Магазины закрывались. Через пару часов, на заправке начнется дежурство Сока. Я поехал в горы, оставил машину и устроился на каменном утесе лицом к Бухте. Я смотрел на далекие огни Сан-Франциско и мост Голден Гейт. Я был способен чувствовать все: гнездящихся вокруг лесных птиц, жизнь города, объятия влюбленных, преступников за делом, социальных добровольцев, отдающих все, что они могли отдать. И я знал, что все это, все хорошее и плохое, высокое и низкое, мудрое и глупое, все являлось частью совершенной Пьесы. Все актеры играли бесподобно! И я был всем этим, каждой частичкой этого. Я созерцал этот бескрайний мир и любил его весь.
Я закрыл глаза для медитации, но тут осознал, что теперь я всегда медитировал, с широко открытыми глазами.
После полуночи я приехал на заправку; зазвенел колокольчик, возвещая о моем прибытии. Из тепло освещенного офиса, вышел мой друг, который выглядел крепким пятидесятилетним мужчиной, стройным, подтянутым и грациозным. Он обошел машину с водительской стороны и, широко улыбаясь, сказал: «Залить полный?»
«Счастье — это полный бак», — ответил я, задумываясь о том, где же я слышал это выражение раньше.
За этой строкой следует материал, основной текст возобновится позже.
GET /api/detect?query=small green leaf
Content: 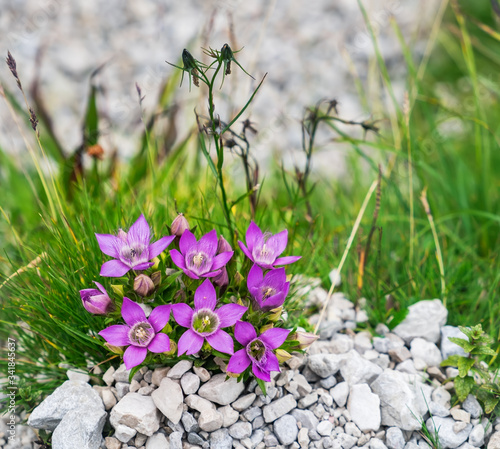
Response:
[448,337,475,352]
[471,346,496,355]
[458,357,475,377]
[255,377,267,396]
[454,376,476,402]
[441,354,464,366]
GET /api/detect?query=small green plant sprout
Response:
[441,324,500,414]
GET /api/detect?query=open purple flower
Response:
[99,297,172,369]
[95,214,175,277]
[172,279,247,355]
[247,265,290,310]
[238,221,301,270]
[80,281,114,315]
[170,229,233,279]
[227,321,290,382]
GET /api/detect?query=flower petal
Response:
[95,234,123,258]
[194,279,217,310]
[274,256,302,267]
[245,220,262,253]
[210,251,234,271]
[123,346,148,369]
[259,327,290,349]
[99,324,130,346]
[148,332,170,353]
[268,229,288,257]
[99,259,130,278]
[226,349,251,374]
[127,214,151,247]
[238,240,253,262]
[247,264,267,290]
[234,321,257,346]
[148,304,172,332]
[133,262,154,270]
[179,229,197,255]
[177,329,204,355]
[252,363,271,382]
[170,248,187,271]
[205,329,234,354]
[149,235,175,259]
[122,296,146,326]
[215,304,248,328]
[198,229,219,259]
[94,281,108,295]
[172,302,193,329]
[261,351,280,371]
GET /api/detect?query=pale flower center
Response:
[246,338,267,363]
[191,309,220,337]
[262,287,276,300]
[128,321,155,348]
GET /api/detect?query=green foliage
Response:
[441,324,500,414]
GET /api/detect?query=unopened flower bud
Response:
[276,349,292,363]
[104,342,123,355]
[80,282,114,315]
[170,214,189,237]
[163,339,177,356]
[267,307,283,322]
[214,267,229,288]
[151,271,161,287]
[217,235,233,254]
[288,331,319,350]
[134,274,155,297]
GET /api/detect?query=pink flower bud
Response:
[217,235,233,254]
[80,281,114,315]
[170,214,189,237]
[134,274,155,297]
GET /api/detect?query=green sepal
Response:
[453,376,476,402]
[457,357,476,377]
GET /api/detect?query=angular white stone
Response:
[198,374,245,405]
[347,384,381,432]
[28,380,104,430]
[109,393,160,436]
[151,374,186,424]
[393,299,448,343]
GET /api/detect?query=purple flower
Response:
[238,221,301,270]
[170,229,233,279]
[95,214,175,277]
[227,321,290,382]
[172,279,247,355]
[99,297,172,369]
[80,281,114,315]
[247,265,290,310]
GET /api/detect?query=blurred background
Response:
[0,0,441,177]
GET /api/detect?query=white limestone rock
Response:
[393,299,448,343]
[109,393,160,436]
[347,384,381,432]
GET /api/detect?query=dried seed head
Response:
[87,144,104,160]
[6,51,23,90]
[29,107,38,131]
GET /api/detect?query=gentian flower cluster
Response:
[80,214,315,382]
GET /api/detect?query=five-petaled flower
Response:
[227,321,290,382]
[170,229,234,278]
[247,265,290,310]
[238,221,301,270]
[95,214,175,277]
[99,297,172,369]
[80,281,114,315]
[172,278,247,355]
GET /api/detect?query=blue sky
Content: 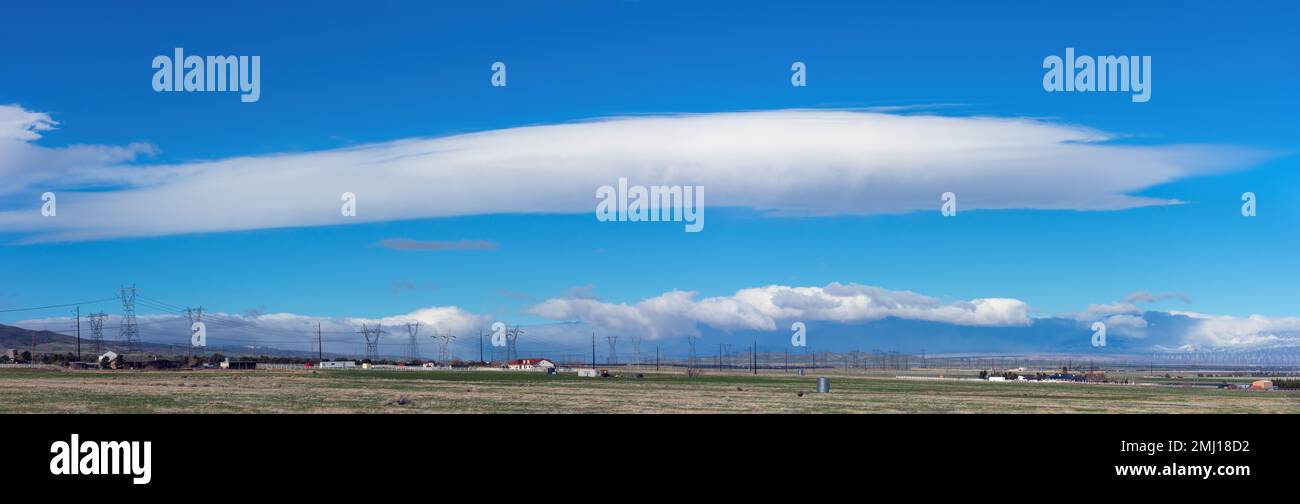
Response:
[0,1,1300,355]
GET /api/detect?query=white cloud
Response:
[14,289,1300,357]
[0,105,163,197]
[0,107,1264,242]
[529,283,1032,339]
[1170,310,1300,348]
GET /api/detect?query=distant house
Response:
[221,359,257,369]
[510,359,555,369]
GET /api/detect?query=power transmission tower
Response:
[312,322,325,362]
[605,336,619,365]
[686,336,697,377]
[185,307,203,356]
[506,326,524,364]
[77,307,81,362]
[118,286,140,353]
[406,322,420,362]
[86,312,108,356]
[361,323,384,362]
[433,333,454,365]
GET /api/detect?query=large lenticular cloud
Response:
[0,107,1264,242]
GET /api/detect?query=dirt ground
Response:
[0,369,1300,413]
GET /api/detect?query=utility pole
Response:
[77,307,81,362]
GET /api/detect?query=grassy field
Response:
[0,369,1300,413]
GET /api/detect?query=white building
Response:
[510,359,555,370]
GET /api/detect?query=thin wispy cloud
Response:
[0,107,1268,241]
[16,283,1300,353]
Что я должен был вспомнить?
Пока Сократ закачивал бензин, я помыл окна, затем поставил машину с обратной стороны заправки и вошел в офис в последний раз. Офис стал для меня святым местом — нехарактерным храмом. В тот вечер, казалось, помещение было наэлектризовано; что-то должно было определенно произойти, но я понятия не имел, что именно.
Сократ вытащил из ящика большую тетрадь, потрескавшуюся и выцветшую от времени, и подал ее мне. В ней содержались записи, сделанные четким, ровным почерком. «Это мой журнал — записки о моей жизни, со времен моей молодости. В ней ты найдешь ответы на все свои незаданные вопросы. Теперь она твоя — это мой подарок. Я отдал тебе все, что мог. Мой труд окончен, но тебе еще предстоит много работы.
«Чего я еще не доделал?» — улыбнулся я.
«Ты будешь писать и преподавать. Ты будешь жить обыденной жизнью, учась оставаться обычным в этом беспокойном мире, которому ты, в определенном смысле, уже не принадлежишь. Оставайся обычным, и ты сможешь быть полезным для других».
Сократ поднялся со своего кресла и точно поставил на стол свою кружку рядом с моей. Я взглянул на его руку. Она светилась, сильнее, ярче, чем раньше.
«Я чувствую себя очень странно», — произнес он удивленным тоном, — «Думаю, что мне пора».
«Я могу помочь чем-нибудь?» — сказал я, думая, что у него расстройство желудка.
«Нет». Как будто, уже не замечая меня и обстановки, он двинулся к двери с надписью «Не входить», толкнул ее и скрылся за ней.
Я стал беспокоиться за него. Я чувствовал, что наш поход в горы здорово обессилил его, несмотря на это, его свечение было таким сильным, как никогда прежде. Как обычно, Сократ не укладывался в обычные схемы.
Я уселся на диван и стал смотреть на дверь, ожидая его возвращения. Я закричал сквозь закрытую дверь: «Эй, Сократ, ты сегодня светишься, как лампочка. Ты что, съел за ужином электрического угря? Я должен пригласить тебя на Рождество; ты будешь самым ярким новогодним украшением моей елки».
Мне показалось, что я увидел короткую вспышку света через нижнюю дверную щель. Так, наверное, перегоревшая лампочка осложнила ему весь процесс. «Сок, ты собрался просидеть там всю ночь? Я думал у воинов не бывает расстройств».